Но, без сомнения, в их жизни постоянно возникали моменты, когда она не могла быть с мужем, как, например, сегодня, и тогда ему ничего не стоило проводить время с другой женой или просто возлюбленной, что, в конце концов, было естественно для любого бедуина. Вряд ли можно было найти еще хотя бы одного шейха, у которого столько лет была всего одна жена.
Однако сейчас ей предстояло столкнуться с еще более опасной соперницей, чем какая-то молодая бедуинская красотка.
«Моя собственная копия, только совсем юная!»
Джейн знала, что и в шестьдесят три все еще красива, тому было много доказательств. Многие мужчины влюблены в нее до сих пор, она не могла ошибаться, видя, как вспыхивают восхищением и страстью их глаза.
Но для нее существовал только Меджул – самый мужественный, красивый и страстный мужчина. Джейн мучила мысль, что он значительно моложе ее.
– Предположим, только предположим на минуту, – тихо сказала себе взволнованная Джейн, – что он влюбится в нее, а она, конечно, тоже не сможет остаться к нему равнодушной.
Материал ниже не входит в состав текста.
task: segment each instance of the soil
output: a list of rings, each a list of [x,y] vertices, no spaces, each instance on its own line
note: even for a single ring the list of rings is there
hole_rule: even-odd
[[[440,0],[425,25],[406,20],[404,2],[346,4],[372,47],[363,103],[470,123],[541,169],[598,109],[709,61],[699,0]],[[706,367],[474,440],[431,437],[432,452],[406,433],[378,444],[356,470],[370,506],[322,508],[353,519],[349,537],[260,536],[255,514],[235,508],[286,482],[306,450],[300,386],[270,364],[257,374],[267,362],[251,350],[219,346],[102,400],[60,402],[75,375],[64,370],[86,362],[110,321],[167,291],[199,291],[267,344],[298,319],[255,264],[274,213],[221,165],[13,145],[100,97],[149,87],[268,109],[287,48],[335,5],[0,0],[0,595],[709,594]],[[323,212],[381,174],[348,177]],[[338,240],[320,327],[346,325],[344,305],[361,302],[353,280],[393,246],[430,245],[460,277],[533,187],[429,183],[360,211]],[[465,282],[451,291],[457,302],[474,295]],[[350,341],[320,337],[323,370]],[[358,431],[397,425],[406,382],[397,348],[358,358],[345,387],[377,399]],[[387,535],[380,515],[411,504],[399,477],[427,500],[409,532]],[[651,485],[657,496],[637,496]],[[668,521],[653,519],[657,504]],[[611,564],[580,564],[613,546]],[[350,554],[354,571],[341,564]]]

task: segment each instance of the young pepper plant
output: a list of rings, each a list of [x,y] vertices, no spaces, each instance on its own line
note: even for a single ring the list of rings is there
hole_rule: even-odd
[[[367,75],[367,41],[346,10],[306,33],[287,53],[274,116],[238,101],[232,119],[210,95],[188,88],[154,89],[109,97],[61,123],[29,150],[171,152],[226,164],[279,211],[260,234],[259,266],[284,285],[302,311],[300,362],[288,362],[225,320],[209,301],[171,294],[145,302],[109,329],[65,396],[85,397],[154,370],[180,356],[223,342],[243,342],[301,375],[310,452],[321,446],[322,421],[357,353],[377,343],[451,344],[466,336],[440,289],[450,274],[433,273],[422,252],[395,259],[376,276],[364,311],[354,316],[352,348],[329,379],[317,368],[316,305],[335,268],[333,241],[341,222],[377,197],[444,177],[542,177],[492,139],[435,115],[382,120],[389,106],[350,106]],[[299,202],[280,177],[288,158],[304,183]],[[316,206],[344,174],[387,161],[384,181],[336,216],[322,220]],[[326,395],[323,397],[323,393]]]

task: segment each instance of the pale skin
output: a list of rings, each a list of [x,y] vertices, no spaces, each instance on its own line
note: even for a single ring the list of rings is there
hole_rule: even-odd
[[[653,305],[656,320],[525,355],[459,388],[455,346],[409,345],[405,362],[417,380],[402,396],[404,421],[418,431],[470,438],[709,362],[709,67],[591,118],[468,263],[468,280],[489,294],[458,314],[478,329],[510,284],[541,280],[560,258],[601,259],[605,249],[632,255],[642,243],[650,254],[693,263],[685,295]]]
Но эта мысль была столь мучительна, что бедная женщина едва сдержала стон отчаяния. Для нее это означало бы конец. Как она может потерять Меджула, которого любила, обожала и ради которого пожертвовала всем, что было в ее жизни раньше?
Где-то в Европе у нее остались дети, друзья, бывшие любовники – вся ее жизнь; ее величественное и великолепное поместье в Холкхэме, принадлежавшее когда-то ее деду – графу Лестеру.
Но все это не имело для Джейн никакого значения, пока с ней был ее Меджул и их любовь.